As investors strategize for the coming months and the potential landscape of 2026, focusing on stocks that have been heavily discounted due to a poor 2025 performance might prove advantageous. However, such investments must rest on robust analytical foundations rather than mere optimism. Two stocks that have attracted attention in this regard are The Trade Desk and PayPal Holdings.
The Trade Desk: From Ad Tech Prominence to Possible Recovery
Previously regarded as a leading entity in digital advertising technology, The Trade Desk's shares have experienced a sharp decline, losing approximately 70% of their value during 2025. This downturn has landed the company as the worst performer within the S&P 500 index for the year, a disappointing status though potentially setting the stage for a recovery opportunity.
Despite the significant price drop, The Trade Desk remains operationally sound, functioning primarily on the demand side of the advertising market. It facilitates the placement of advertisements across various digital platforms including podcasts, connected television, and online webpages. Competition is fierce in this domain, with major players such as Meta Platforms, Alphabet, and Amazon leveraging their extensive properties and growing their ad businesses as well.

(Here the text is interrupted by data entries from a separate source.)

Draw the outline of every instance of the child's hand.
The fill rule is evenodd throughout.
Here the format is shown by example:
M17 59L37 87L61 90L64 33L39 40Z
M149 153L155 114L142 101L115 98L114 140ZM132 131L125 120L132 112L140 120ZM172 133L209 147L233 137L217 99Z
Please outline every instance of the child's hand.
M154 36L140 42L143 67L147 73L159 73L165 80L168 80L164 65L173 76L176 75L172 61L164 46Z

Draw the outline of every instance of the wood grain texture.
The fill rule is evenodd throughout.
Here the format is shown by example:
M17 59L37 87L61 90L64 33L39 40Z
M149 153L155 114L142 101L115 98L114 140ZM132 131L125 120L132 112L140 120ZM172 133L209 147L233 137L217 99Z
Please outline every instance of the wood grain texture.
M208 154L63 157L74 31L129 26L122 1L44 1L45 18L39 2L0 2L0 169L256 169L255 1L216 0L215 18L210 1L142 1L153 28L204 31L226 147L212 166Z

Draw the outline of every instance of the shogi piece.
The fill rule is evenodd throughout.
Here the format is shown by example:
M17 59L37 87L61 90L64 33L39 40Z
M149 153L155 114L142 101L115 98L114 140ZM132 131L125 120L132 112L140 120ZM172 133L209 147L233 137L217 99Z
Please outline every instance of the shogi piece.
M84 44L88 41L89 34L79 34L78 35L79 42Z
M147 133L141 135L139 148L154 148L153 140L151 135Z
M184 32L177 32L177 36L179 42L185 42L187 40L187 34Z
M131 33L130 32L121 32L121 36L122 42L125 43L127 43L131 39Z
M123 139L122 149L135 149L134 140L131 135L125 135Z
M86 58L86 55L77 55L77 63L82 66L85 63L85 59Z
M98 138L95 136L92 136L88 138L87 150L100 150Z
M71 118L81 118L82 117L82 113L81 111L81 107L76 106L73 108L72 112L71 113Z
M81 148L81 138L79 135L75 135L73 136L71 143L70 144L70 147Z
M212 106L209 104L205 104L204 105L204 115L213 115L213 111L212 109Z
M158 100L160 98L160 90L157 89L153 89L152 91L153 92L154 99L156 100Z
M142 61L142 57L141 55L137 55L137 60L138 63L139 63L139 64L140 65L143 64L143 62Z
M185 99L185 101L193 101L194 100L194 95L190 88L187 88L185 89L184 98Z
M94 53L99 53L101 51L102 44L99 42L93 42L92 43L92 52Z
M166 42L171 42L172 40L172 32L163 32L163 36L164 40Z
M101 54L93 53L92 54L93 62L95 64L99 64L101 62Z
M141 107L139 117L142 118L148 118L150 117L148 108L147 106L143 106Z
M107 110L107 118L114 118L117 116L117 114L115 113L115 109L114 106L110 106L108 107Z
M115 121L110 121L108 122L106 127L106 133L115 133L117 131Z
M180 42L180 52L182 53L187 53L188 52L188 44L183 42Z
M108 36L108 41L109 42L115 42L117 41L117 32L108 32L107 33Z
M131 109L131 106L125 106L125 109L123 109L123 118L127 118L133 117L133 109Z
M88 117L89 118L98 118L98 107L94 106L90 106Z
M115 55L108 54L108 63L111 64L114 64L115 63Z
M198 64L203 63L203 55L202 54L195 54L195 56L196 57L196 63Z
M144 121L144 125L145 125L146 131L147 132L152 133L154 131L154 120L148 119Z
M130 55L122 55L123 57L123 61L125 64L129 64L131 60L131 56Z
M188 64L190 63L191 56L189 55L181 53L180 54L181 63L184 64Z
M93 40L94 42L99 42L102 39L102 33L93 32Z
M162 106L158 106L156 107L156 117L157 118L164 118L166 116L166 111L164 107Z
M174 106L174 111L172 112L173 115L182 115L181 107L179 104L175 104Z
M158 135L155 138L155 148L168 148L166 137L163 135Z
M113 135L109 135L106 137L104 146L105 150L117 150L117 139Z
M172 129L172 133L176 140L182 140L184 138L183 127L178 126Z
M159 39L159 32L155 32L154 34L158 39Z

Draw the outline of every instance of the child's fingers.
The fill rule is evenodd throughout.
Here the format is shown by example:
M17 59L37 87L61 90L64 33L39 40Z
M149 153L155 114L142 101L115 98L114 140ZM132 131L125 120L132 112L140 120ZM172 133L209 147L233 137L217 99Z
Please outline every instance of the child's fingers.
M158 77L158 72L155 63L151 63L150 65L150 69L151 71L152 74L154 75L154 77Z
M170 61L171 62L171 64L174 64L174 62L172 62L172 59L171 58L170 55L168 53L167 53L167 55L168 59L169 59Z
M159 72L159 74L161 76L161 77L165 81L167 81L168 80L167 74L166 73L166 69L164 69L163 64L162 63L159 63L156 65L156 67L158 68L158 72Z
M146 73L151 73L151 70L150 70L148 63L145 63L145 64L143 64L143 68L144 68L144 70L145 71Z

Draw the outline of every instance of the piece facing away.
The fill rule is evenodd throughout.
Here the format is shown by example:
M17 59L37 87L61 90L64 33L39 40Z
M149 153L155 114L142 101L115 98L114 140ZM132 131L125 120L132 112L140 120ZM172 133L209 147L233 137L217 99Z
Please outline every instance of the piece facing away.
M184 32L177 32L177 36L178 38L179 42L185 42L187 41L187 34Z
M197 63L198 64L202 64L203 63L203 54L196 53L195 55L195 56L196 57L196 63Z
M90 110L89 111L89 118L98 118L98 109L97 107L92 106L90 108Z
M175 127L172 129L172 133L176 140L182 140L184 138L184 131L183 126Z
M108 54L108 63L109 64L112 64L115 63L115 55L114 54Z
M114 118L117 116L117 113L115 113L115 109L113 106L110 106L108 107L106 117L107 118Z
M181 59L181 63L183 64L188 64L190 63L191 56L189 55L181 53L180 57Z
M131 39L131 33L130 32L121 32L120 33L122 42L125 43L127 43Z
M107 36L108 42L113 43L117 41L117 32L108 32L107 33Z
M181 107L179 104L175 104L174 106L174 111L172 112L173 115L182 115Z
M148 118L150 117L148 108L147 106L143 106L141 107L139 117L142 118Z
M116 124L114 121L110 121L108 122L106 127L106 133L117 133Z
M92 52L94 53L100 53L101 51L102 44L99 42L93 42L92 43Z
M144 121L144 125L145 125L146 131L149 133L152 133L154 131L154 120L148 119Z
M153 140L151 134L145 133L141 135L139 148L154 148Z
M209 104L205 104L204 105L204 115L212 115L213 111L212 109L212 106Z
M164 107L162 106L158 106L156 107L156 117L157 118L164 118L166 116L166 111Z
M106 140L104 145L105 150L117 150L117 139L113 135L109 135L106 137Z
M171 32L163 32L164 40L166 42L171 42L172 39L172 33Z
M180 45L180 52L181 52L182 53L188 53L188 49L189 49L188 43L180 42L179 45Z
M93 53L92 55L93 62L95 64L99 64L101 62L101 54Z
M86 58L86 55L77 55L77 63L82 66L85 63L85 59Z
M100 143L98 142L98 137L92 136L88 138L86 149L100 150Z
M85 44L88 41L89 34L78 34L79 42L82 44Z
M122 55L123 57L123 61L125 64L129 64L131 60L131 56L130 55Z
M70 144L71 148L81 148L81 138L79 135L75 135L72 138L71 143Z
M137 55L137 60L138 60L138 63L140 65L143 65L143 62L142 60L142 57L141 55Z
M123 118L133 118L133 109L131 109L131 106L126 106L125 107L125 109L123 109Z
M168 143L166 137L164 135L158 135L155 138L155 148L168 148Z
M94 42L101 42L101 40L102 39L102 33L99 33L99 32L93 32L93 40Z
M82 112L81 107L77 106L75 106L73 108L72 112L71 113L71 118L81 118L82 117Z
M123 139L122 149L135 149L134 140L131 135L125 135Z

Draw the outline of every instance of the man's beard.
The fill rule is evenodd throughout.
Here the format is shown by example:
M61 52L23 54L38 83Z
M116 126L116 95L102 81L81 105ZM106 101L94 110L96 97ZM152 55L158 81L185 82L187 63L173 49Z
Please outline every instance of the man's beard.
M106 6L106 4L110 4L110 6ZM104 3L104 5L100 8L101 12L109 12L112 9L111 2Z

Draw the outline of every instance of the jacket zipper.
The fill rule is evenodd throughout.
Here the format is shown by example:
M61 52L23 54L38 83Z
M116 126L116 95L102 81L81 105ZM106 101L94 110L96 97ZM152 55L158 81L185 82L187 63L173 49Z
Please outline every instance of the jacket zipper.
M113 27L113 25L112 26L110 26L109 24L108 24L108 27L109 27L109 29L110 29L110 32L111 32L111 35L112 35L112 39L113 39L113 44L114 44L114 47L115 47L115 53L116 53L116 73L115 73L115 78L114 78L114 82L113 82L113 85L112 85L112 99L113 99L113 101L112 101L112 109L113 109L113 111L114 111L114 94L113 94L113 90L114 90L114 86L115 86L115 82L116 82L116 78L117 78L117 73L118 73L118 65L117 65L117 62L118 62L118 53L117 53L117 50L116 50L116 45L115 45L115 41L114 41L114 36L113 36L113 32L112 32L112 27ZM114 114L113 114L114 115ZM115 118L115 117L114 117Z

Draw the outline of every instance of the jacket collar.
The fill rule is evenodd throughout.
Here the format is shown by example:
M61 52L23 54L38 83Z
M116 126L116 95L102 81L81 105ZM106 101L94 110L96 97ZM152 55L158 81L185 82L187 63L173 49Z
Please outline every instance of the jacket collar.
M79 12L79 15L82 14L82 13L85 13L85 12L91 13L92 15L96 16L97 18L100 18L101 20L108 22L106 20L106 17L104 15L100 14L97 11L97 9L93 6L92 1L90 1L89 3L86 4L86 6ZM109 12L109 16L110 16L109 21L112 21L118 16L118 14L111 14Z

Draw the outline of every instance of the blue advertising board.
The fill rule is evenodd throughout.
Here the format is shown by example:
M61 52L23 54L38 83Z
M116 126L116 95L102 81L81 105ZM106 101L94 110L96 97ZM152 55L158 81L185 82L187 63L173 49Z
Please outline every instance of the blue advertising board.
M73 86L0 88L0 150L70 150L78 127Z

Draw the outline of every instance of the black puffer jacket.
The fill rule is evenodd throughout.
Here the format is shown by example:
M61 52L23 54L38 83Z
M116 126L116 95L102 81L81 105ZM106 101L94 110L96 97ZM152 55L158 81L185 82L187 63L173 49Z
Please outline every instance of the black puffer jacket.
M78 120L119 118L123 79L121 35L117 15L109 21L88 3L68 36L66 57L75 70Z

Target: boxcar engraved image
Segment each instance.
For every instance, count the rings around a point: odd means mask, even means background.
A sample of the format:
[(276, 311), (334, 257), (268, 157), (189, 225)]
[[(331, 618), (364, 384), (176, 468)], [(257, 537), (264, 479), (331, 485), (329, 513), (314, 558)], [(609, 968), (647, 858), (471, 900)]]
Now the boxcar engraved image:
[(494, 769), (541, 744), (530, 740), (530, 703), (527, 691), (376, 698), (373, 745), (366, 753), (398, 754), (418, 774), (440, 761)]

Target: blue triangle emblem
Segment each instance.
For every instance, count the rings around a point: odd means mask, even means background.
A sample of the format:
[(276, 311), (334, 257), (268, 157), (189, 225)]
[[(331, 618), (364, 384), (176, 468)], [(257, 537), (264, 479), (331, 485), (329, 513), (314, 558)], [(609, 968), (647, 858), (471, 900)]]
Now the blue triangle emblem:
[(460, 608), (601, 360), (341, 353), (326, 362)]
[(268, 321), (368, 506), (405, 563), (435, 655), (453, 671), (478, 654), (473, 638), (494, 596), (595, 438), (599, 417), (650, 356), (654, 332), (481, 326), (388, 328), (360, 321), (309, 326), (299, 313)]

During the third quarter, the company posted an 18% year-over-year increase in revenue, a figure that fell short of some investors' expectations due to a deceleration in revenue growth. An important aspect contributing to revenue fluctuations includes political advertising expenditures, which were particularly elevated in the previous year's third quarter but materially reduced in 2025. This anomaly should be accounted for when evaluating year-over-year comparisons and the prospects for 2026.
From a valuation perspective, The Trade Desk's prospective price-to-earnings ratio for the upcoming year is less than 18, positioning it as an attractively valued growth company. This rare combination of growth potential paired with bargain valuation suggests a potentially compelling investment thesis as the company navigates through its current challenges.
PayPal: Managing Slow Growth Amid Valuation Opportunities
Similarly, PayPal's stock has suffered sizable declines through 2025, falling approximately 30% as of late December. This downturn extends a sequence of underwhelming investor enthusiasm over recent years, partially linked to the company's comparatively modest top-line growth. The firm has generally delivered high single-digit revenue growth in most quarters, a pace that contrasts with rapidly expanding technology sectors such as artificial intelligence.
This growth dynamic displacement has resulted in PayPal's shares trading at an attractive valuation near 10 times projected earnings for the next year. Additionally, management strategies include reinvesting nearly all free cash flow into share repurchase programs. This strategy aims to reduce share count, thereby elevating the diluted earnings per share, a tactic that has contributed positively to the firm's EPS growth rate in recent quarters.
Given this context, if PayPal continues deploying capital efficiently and sustainably enhances its earnings metrics, it could witness a significant stock price rebound in 2026. The confluence of moderate organic growth with aggressive capital return measures may assist the stock in reverting to a more normalized valuation multiple over time.
Considerations for Investors
While The Trade Desk and PayPal exhibit attributes that may support a market comeback, investors should remain cautious. The advertising market and the fintech sector face significant competitive and growth uncertainties. Factors such as fluctuating advertising budgets, changes in consumer behavior, and evolving technology platforms could influence performance outcomes. Additionally, slower-than-expected recovery in revenue growth or inability to sustain earnings improvement may limit stock appreciation.
In summary, The Trade Desk and PayPal offer promising cases for potential market recovery in 2026, grounded in their operational capabilities, valuation characteristics, and strategic financial management. However, investment decisions should weigh known risks and be based on concrete analytical insight rather than speculative hopes.